Born in Louisville, Kentucky, Allen moved to Philadelphia with his father in the late 1930s. At 18, he enlisted in the military and played alto saxophone and clarinet as a member of the 17th Division Special Service Band—part of the 92nd Infantry Division better known as “the Buffalo Soldiers,” the only all-Black unit to serve in Europe during World War II.

“When you’re young, you dream about being a hero and shoot-outs. I said, ‘If I can’t have a gun, I’m carrying a horn,’” Allen says. He was stationed in Germany and France, and when the war ended, the G.I. Bill paid for Allen to study clarinet under the renowned Ulysse Delécluse at the Paris Conservatory of Music.

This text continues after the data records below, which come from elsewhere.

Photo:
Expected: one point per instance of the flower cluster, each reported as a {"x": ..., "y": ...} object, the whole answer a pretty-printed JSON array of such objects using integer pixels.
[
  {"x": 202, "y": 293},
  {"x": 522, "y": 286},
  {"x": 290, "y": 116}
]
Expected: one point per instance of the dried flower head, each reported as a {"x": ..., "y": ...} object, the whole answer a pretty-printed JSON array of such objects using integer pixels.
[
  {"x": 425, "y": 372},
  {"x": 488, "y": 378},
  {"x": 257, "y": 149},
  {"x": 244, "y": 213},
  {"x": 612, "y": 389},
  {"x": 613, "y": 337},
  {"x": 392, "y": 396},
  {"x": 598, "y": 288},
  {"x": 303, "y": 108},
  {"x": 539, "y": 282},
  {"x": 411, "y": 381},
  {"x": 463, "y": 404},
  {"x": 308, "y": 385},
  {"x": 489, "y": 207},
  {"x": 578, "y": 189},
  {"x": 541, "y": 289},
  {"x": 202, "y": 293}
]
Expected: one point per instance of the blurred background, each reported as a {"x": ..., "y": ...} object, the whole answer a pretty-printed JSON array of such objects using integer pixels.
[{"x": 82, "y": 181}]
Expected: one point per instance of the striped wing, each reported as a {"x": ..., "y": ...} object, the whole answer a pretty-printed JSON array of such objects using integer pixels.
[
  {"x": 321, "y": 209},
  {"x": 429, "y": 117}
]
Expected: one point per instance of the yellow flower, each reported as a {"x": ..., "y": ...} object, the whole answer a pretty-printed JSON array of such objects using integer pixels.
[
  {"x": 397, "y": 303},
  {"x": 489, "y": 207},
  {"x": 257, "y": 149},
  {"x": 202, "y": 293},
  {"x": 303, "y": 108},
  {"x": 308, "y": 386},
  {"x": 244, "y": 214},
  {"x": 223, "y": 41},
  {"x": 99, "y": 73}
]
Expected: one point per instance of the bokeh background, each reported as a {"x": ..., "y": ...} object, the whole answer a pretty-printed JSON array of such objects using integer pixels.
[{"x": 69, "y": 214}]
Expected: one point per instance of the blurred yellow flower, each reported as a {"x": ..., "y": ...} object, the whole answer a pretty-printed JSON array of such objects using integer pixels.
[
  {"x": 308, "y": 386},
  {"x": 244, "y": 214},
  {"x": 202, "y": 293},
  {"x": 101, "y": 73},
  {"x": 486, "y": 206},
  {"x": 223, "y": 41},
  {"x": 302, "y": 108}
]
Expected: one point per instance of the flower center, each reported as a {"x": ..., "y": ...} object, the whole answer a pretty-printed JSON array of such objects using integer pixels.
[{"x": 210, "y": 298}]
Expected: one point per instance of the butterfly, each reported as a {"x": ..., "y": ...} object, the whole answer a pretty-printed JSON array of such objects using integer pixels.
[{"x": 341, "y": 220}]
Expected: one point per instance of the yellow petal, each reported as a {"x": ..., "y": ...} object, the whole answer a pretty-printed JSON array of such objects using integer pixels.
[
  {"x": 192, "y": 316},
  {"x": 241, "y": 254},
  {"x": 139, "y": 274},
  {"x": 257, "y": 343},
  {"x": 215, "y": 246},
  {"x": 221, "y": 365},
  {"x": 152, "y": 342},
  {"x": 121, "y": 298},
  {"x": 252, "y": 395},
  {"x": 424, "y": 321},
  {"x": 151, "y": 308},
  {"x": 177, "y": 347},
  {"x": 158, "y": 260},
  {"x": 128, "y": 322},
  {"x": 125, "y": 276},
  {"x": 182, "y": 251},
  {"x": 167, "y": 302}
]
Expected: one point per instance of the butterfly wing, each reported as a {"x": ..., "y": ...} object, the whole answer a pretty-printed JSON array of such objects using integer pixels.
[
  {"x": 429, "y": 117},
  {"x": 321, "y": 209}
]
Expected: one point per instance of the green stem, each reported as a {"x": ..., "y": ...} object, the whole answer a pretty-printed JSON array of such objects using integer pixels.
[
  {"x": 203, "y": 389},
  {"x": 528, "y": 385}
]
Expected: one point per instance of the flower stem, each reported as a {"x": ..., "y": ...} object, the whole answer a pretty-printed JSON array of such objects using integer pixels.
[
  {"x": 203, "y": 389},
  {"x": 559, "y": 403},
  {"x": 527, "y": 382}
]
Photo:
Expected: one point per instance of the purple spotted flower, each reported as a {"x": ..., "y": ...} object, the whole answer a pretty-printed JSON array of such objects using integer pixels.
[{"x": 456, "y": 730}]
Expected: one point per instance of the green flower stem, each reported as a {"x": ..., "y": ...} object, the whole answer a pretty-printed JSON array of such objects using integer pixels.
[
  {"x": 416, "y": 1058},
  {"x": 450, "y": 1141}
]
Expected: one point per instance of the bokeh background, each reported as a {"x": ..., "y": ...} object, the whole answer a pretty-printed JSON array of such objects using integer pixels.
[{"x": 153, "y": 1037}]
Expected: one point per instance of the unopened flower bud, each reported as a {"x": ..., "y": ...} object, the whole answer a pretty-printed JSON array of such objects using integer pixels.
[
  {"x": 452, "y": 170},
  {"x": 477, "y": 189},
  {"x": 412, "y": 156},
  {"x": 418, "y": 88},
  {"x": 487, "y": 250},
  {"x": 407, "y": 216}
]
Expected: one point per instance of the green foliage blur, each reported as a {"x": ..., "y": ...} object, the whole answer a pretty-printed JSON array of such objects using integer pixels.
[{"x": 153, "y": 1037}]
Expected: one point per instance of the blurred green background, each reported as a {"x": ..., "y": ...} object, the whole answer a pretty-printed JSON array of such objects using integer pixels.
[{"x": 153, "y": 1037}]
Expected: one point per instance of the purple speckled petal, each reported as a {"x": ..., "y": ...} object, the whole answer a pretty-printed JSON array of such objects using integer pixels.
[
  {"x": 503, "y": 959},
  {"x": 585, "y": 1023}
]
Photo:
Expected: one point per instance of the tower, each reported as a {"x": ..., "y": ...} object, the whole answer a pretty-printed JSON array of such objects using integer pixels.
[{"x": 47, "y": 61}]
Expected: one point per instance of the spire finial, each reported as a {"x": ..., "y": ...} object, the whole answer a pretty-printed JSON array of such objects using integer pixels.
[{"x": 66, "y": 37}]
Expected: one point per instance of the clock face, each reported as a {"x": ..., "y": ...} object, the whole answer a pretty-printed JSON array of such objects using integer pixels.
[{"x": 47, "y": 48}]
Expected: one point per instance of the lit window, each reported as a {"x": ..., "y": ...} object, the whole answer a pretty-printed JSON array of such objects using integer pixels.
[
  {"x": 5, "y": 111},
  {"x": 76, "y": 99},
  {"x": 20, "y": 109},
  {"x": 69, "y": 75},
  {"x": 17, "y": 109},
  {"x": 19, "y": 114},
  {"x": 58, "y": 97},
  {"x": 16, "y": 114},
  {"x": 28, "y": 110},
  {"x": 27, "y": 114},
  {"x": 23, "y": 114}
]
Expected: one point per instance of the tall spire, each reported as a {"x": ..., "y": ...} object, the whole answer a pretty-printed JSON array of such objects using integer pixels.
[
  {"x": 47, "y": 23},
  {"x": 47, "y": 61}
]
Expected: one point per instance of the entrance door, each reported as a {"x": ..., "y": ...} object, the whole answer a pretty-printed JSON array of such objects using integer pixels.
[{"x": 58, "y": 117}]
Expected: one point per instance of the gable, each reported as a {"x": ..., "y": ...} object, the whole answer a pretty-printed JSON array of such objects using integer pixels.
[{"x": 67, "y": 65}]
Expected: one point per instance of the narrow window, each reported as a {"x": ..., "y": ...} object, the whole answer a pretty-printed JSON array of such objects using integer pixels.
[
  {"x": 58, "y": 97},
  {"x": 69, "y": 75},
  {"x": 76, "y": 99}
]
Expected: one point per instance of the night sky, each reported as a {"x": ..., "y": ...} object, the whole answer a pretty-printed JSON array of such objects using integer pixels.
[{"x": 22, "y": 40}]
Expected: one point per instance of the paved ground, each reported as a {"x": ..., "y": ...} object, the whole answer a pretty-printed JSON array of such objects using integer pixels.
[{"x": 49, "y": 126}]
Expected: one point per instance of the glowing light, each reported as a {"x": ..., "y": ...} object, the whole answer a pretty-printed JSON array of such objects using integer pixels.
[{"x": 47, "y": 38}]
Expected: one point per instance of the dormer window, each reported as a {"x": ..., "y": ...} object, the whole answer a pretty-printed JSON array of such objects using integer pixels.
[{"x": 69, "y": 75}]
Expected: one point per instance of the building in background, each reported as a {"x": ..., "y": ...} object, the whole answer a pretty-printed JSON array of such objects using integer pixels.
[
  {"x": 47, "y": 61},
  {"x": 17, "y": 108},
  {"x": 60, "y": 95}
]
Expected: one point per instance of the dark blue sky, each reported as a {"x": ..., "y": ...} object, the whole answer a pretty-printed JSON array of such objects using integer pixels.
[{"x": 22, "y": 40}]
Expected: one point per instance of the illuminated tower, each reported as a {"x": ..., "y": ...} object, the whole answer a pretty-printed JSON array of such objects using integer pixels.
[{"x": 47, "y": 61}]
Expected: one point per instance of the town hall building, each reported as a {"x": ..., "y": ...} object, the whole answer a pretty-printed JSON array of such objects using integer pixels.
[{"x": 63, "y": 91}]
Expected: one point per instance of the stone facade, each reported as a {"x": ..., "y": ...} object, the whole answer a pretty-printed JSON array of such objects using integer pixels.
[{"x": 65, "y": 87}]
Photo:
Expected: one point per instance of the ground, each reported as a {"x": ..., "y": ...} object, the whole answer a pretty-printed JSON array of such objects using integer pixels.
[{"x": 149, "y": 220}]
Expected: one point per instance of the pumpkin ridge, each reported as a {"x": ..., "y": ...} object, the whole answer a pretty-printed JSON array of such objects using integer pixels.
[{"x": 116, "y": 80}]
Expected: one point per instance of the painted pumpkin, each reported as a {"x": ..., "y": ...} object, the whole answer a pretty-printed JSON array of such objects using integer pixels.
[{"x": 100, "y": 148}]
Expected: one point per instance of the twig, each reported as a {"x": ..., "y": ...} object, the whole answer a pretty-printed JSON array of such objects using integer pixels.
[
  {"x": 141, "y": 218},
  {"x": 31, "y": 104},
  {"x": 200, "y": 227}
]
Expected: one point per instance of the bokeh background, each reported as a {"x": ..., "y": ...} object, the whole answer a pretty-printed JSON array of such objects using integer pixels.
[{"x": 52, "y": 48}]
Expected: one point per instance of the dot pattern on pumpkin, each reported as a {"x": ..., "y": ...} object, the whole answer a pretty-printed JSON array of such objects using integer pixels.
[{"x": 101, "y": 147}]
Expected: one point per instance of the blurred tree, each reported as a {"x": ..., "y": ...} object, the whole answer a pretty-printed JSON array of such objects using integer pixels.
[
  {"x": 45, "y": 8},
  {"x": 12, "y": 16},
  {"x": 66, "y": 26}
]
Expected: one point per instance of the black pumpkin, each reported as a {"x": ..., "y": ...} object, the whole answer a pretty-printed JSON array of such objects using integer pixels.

Sun Ra, left, and Allen perform with the Sun Ra Arkestra, 1985.

Upon his return to America, Allen headed to Chicago and got a job working at a morgue to support himself while playing at jam sessions around the city. One day, club owner Joe Segal gave him a demo by a musician named Sun Ra—at the time a relative unknown living on the South Side—which changed the course of Allen’s life.

Ra, born Herman Blount, was a free-jazz visionary who fused Egyptian cosmology and Black nationalism into an all-encompassing philosophy and aesthetic. He took Allen on as a student in his nascent ensemble, the Arkestra, which is now considered one of the true watershed bands of the 20th century. However, in the late 1950s, little money was earned by the struggling avant-garde group.

Allen was committed to his cosmic teacher—Ra claimed to be an alien from Saturn who traveled to Earth on a peace-preaching mission—and toughed it out in Chicago, before a move to New York found the band embraced by the downtown underground art scene.

A poster for the 1974 Afrofuturist musical film Space Is the Place, featuring Sun Ra and the Arkestra.

Finally, the Sun Ra Arkestra settled in a communal house in Allen’s hometown of Philadelphia, with Allen acting as Ra’s loyal second-in-command. They flourished throughout the 70s, 80s, and 90s, and recognition of the band’s seismic influence on music and culture finally became widespread. Parliament-Funkadelic, Grace Jones, and even Beyoncé are all in debt to Ra’s synthesizing of African-diaspora culture with science-fiction—what became known as Afrofuturism—through experimental jazz.

Ra claimed to be an alien from Saturn who traveled to Earth on a peace-preaching mission.

On May 30, 1993, Ra passed away at 79, and in 1995, Allen became the Arkestra’s full-time bandleader, a position he’s held ever since, playing alto sax, flute, oboe, and piccolo. He’s also been a pioneer of the E.W.I.—the electronic wind instrument—which is to woodwinds what the synthesizer is to the piano.

“Marshall really took over the operation with such elegance, protecting their legacy but also continuing to make vital work,” says Harper Simon, the son of Paul Simon, who tapped Allen to collaborate on his 2022 album and multi-media project, Meditations on Crime. Simon, who got a chance to visit the Arkestra house, says, “It was like stepping back in time, into the Afrofuturist jazz compound of my dreams.”

Parliament-Funkadelic was one of many bands influenced by Sun Ra’s space-child aesthetic.

On February 14, Allen released New Dawn via Germany’s Week-End Records—the first studio album under his own name. Featuring the centenarian’s masterfully spacey work with his E.W.I., the lovely lead single “African Sunset” sounds like a bossa nova band playing aboard the Starship Enterprise. Neneh Cherry—stepdaughter of jazz trailblazer Don Cherry—lends her distinctive voice to the album’s centerpiece title track, a deliciously dreamy ballad. After 100 trips around the sun, Allen hasn’t slowed down creatively one bit.